Key properties of the runner:
- Identical Go binaries and business logic across environments
- Dynamic build and execution from staging directories
- Automatic dependency resolution
- Binary caching to avoid cold starts
This keeps behavior consistent regardless of where the code runs. A function does not “know” whether it’s executing in DigitalOcean or on a friend’s NAS.
Distributed, Not Centralized
There is no single failover box.
Each node is independently capable of handling overflow traffic. If one machine goes offline, routing simply shifts to the remaining capacity. The system degrades gracefully instead of catastrophically.
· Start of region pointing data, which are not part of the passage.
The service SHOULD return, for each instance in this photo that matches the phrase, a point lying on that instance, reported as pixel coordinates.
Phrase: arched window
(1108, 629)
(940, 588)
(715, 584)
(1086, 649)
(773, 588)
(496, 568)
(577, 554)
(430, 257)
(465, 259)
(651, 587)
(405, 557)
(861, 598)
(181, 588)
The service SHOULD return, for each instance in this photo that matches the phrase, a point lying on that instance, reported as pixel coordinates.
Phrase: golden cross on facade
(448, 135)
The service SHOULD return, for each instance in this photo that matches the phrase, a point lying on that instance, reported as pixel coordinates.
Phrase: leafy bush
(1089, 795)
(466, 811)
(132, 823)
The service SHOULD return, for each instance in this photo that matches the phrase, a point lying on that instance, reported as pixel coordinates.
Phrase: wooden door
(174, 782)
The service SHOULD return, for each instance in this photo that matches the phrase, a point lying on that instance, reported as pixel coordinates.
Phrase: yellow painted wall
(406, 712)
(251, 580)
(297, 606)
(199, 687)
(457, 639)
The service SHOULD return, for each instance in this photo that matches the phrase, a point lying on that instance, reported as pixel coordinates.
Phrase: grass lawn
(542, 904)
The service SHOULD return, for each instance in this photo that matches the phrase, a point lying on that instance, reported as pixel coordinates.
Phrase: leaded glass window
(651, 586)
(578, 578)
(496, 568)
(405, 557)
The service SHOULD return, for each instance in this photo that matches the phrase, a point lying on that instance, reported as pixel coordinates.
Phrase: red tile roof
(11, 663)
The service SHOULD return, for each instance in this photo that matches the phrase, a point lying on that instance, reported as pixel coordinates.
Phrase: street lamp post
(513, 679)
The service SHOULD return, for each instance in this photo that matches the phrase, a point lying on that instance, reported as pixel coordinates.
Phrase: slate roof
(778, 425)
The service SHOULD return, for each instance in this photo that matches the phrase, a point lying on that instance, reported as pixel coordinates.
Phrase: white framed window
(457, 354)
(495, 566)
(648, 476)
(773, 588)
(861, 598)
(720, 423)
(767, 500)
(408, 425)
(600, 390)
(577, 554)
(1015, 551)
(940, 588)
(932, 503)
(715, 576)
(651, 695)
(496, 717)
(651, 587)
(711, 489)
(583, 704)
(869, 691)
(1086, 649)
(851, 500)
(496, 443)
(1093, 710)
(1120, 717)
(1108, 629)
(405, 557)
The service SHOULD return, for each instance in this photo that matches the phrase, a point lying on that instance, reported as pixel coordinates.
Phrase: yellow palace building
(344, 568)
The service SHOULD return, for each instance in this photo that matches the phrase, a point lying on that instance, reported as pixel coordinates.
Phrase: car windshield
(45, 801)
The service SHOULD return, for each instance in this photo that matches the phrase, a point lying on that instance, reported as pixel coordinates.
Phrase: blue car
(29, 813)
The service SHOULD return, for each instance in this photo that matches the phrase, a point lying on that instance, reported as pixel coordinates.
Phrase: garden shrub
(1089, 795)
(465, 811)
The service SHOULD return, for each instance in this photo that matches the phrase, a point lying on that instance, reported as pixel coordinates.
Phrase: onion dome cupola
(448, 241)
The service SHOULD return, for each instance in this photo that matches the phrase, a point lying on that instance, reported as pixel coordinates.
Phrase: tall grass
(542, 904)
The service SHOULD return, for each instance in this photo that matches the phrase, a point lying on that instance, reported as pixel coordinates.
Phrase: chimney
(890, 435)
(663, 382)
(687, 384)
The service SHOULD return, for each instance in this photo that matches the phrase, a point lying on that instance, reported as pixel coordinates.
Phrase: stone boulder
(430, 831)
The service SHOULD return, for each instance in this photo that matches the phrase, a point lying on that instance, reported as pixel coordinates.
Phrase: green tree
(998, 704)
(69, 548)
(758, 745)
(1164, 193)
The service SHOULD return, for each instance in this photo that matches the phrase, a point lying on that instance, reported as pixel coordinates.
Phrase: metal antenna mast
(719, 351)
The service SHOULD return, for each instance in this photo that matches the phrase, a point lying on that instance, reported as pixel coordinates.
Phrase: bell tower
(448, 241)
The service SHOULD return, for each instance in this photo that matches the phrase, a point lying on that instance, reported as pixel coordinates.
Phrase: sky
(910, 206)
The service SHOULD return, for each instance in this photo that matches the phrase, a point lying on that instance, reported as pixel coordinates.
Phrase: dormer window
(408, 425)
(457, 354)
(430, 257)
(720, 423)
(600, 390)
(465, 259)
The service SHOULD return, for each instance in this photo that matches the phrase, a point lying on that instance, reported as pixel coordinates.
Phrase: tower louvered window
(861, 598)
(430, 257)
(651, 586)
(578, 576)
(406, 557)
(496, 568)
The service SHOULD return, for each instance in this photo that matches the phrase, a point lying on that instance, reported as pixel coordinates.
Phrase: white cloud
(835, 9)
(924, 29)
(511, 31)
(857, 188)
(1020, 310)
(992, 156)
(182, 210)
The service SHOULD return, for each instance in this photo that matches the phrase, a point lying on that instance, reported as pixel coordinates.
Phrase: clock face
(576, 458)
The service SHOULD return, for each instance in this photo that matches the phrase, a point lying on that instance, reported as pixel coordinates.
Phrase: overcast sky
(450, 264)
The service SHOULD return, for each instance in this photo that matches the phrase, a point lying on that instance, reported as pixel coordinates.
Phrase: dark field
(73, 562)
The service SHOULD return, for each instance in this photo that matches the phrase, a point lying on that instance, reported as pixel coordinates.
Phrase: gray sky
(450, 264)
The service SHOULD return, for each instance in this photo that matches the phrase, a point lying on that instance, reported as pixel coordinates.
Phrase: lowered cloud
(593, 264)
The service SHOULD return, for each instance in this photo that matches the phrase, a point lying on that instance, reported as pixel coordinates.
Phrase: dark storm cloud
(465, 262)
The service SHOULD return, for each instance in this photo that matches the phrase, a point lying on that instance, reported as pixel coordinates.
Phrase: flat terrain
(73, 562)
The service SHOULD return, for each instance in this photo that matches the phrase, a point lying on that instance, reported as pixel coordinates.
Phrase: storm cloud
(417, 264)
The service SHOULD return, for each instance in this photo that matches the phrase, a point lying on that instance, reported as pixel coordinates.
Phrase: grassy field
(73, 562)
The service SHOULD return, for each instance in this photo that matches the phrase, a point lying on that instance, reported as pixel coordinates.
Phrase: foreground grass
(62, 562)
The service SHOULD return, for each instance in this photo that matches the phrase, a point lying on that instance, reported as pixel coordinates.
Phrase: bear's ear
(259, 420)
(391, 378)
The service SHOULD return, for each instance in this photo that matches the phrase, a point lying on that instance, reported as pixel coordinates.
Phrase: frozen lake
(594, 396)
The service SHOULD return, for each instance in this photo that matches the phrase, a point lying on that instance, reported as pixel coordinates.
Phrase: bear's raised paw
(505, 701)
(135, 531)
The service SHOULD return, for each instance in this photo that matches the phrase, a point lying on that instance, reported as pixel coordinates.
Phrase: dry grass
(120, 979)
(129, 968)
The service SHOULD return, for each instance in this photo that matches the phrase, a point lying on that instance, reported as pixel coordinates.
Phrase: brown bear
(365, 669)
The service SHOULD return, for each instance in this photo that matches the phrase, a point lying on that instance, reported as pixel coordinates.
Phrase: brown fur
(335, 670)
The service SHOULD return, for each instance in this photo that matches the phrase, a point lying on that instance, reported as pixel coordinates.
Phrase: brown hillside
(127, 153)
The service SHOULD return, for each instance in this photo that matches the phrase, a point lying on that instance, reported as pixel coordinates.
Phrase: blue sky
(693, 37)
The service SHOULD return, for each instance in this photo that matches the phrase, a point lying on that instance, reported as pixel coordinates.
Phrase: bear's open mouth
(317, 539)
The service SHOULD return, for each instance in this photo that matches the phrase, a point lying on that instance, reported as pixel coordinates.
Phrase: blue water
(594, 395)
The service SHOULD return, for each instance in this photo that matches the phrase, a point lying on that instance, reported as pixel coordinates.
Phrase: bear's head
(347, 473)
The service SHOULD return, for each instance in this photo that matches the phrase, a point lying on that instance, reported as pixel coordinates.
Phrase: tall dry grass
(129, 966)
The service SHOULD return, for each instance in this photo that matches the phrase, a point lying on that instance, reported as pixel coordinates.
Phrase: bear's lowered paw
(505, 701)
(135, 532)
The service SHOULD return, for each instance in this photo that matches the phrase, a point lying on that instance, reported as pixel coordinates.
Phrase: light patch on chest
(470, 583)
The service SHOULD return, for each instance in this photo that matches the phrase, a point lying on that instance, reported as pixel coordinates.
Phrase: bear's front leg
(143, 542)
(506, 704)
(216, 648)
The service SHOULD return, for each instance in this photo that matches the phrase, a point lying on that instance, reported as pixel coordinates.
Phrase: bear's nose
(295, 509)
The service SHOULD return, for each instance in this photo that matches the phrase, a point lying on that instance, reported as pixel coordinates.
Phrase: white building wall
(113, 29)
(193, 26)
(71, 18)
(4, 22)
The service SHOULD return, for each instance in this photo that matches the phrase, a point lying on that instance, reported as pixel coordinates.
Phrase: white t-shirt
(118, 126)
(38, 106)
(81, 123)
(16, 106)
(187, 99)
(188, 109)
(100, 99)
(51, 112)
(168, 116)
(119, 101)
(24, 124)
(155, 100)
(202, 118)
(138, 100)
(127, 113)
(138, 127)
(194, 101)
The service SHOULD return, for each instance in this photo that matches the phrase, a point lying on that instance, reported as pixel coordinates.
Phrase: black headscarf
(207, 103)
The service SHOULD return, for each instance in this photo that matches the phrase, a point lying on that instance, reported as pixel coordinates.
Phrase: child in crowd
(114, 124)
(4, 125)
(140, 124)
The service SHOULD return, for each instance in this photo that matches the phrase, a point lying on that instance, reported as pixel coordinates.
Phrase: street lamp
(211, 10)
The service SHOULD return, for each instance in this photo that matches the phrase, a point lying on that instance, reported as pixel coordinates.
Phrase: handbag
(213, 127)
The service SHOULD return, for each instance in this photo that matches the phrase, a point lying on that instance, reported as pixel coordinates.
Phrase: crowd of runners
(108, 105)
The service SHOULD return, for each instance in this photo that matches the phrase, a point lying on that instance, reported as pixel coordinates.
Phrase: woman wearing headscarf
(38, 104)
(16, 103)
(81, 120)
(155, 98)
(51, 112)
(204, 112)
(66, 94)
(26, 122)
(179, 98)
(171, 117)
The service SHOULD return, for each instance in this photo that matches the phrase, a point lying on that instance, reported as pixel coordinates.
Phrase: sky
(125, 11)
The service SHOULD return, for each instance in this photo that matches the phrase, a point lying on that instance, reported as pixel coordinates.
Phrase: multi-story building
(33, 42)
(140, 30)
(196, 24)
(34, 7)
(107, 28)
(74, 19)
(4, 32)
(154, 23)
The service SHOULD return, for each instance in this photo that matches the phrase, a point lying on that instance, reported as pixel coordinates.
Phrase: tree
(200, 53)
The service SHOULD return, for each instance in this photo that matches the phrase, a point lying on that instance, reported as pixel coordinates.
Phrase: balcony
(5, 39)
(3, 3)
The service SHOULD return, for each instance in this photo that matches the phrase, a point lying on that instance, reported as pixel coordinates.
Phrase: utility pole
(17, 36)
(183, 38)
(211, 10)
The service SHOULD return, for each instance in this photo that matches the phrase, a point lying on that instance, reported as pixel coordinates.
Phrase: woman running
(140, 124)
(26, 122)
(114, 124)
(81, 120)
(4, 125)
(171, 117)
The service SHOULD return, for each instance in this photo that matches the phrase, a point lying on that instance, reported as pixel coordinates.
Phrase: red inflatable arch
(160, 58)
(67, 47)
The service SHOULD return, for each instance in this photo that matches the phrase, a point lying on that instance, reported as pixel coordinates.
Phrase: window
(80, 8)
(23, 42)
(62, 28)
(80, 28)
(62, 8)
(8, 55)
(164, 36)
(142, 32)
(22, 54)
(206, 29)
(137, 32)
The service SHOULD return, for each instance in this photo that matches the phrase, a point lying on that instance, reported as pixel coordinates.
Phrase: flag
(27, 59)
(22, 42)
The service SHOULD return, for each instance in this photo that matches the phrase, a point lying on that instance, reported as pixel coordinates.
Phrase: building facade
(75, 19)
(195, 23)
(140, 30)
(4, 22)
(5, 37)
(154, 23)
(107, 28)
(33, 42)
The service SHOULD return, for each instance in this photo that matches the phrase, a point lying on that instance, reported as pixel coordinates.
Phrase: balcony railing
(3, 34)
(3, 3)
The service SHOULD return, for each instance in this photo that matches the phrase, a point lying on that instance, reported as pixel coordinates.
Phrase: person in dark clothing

This model spreads operational risk while keeping ownership and control local.
Results in Production
Since deploying DOrunner for filameter.com, the system has delivered measurable results:
- Zero unexpected cloud charges for over eight months
- 99.9% uptime for sync operations
- Sub-30ms routing overhead at the gateway
- 2.3× traffic growth absorbed without cloud cost increases
- Automated mitigation of denial-of-wallet attempts
The most important outcome isn’t performance—it’s predictability. Costs are bounded by design.
When robots.txt Stops Working
AI training crawlers and large-scale scrapers increasingly ignore exclusion signals. Blocking them at the application layer is too late; by then, you’ve already paid.
Crate.cc’s detection layer identifies scraping behavior—request rate anomalies, enumeration patterns, User-Agent spoofing—and intercepts it before it reaches metered execution.
Traffic that insists on existing is redirected to infrastructure we own. It consumes our power, not our budget.
This isn’t ideological. It’s practical.
The 600-request daily budget is reserved for actual users, not training corpora.
Why This Matters
Academic research is already acknowledging denial-of-wallet attacks as a serious serverless threat, not a theoretical one. Systems that assume “scale equals success” ignore the economic reality of small services.
DOrunner is a pragmatic response:
use the cloud when it makes sense, and stop using it before it becomes a liability.
Serverless doesn’t have to mean surrendering cost control. With hard limits, intelligent routing, and overflow capacity you actually own, you can keep the convenience without the risk.
Sometimes the smartest cloud strategy is knowing exactly when not to use the cloud—and having that decision enforced automatically.